HESI RN
HESI Exit Exam RN Capstone
1. What might be suggested to a client with fibrocystic breasts in an attempt to help relieve symptoms?
- A. Increase intake of high-calcium foods in your diet
- B. Wear a supportive bra during the day and at night
- C. Take over-the-counter pain relievers
- D. Perform regular breast massage
Correct answer: B
Rationale: The correct answer is B: 'Wear a supportive bra during the day and at night.' Wearing a supportive bra is essential for individuals with fibrocystic breasts as it helps relieve discomfort by providing necessary support to reduce strain on breast tissue. Option A is incorrect as high-calcium foods are not directly related to symptom relief in fibrocystic breasts. Option C is not the first-line recommendation and may not address the underlying issue. Option D, performing regular breast massage, is not typically recommended and may not provide significant relief for fibrocystic breast symptoms.
2. A client reports unilateral leg swelling after a long flight. What complication is the nurse most concerned about?
- A. Monitor for signs of a pulmonary embolism.
- B. Assess for signs of dehydration.
- C. Monitor for signs of compartment syndrome.

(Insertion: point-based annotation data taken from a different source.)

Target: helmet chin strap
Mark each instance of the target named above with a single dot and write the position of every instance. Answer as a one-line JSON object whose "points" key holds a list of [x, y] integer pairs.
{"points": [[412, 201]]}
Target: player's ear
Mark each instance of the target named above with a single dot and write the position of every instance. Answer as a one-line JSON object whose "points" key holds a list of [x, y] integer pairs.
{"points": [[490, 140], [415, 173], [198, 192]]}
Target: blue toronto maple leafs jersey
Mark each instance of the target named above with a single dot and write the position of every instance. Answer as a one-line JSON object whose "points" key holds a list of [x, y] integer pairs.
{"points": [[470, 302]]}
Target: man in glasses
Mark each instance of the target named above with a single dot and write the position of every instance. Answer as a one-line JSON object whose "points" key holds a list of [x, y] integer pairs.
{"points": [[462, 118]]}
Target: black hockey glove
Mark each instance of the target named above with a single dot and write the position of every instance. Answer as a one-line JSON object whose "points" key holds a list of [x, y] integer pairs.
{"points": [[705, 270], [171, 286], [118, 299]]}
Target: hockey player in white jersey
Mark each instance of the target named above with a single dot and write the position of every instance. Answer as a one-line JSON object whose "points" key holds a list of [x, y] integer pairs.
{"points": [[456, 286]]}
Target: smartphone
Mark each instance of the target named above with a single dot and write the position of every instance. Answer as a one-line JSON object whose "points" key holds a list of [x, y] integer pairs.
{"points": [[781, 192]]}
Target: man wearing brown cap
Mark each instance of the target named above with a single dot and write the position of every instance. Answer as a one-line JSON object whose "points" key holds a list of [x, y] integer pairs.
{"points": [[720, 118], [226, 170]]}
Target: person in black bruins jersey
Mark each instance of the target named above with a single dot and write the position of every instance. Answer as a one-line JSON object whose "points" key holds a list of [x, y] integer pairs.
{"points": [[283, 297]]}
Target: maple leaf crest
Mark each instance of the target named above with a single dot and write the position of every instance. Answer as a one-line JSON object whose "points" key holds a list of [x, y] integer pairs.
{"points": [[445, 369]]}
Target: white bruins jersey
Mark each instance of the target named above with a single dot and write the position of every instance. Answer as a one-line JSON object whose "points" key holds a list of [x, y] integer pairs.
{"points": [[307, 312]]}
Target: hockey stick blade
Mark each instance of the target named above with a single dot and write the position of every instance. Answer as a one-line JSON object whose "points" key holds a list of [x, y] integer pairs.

- D. Check the client’s oxygen saturation levels.
Correct answer: A
Rationale: The correct answer is A. Unilateral leg swelling following a long flight may indicate a pulmonary embolism, which is a life-threatening complication requiring immediate attention. Pulmonary embolism occurs when a blood clot travels to the lungs, potentially blocking blood flow and leading to serious complications. Choices B, C, and D are incorrect because dehydration, compartment syndrome, and oxygen saturation levels are not typically associated with unilateral leg swelling after a long flight. While dehydration can cause leg cramps, compartment syndrome is more commonly associated with trauma or injury, and oxygen saturation levels are not the primary concern in this scenario.
3. A client with peripheral vascular disease reports leg pain while walking. What intervention is most effective for the nurse to recommend?
- A. Recommend elevating the legs above the heart.
- B. Encourage the client to increase walking distance gradually.
- C. Encourage the client to avoid sitting or standing for long periods.
- D. Instruct the client to use warm compresses for pain relief.
Correct answer: B
Rationale: The correct answer is to encourage the client to increase walking distance gradually. This intervention is effective because gradual increases in walking distance promote circulation, improve oxygen delivery to tissues, and help reduce leg pain caused by peripheral vascular disease. Elevating the legs above the heart (Choice A) may be beneficial in other conditions like venous insufficiency but not specifically for peripheral vascular disease. Encouraging the client to avoid sitting or standing for long periods (Choice C) can help prevent blood pooling but does not directly address the walking-induced leg pain. Instructing the client to use warm compresses for pain relief (Choice D) may provide temporary relief but does not address the underlying circulation issues associated with peripheral vascular disease.
4. A client receiving IV heparin reports tarry stools and abdominal pain. What interventions should the nurse implement?
- A. Prepare to administer warfarin.
- B. Assess the characteristics of the client's pain.
- C. Obtain recent partial thromboplastin time results.
- D. Monitor stool for the presence of blood.
Correct answer: D
Rationale: The correct intervention for the client receiving IV heparin who reports tarry stools and abdominal pain is to monitor the stool for the presence of blood. This is crucial to assess for gastrointestinal bleeding, a potential complication of heparin therapy. Assessing the characteristics of the client's pain may be helpful but is not the priority when signs of GI bleeding are present. Administering warfarin is not appropriate without a thorough assessment and confirmation of the cause of symptoms. While obtaining recent partial thromboplastin time results is important in monitoring heparin therapy, in this scenario, the immediate concern is to assess for possible GI bleeding.
5. A client who recently underwent a tracheostomy is being prepared for discharge to home. Which instructions are most important for the nurse to include in the discharge plan?
- A. Teach signs of infection
- B. Teach tracheal suctioning techniques
- C. Educate on humidifying air
- D. Discuss the use of a speaking valve
Correct answer: B
Rationale: The correct answer is B: Teach tracheal suctioning techniques. Tracheal suctioning is crucial for maintaining a clear airway in clients with a tracheostomy. Without proper suctioning, secretions can accumulate and cause airway obstruction or respiratory infections. Educating the client on how to perform suctioning safely is a priority for discharge planning. Choices A, C, and D are important aspects of tracheostomy care, but teaching tracheal suctioning techniques takes precedence due to its direct impact on airway patency and preventing complications.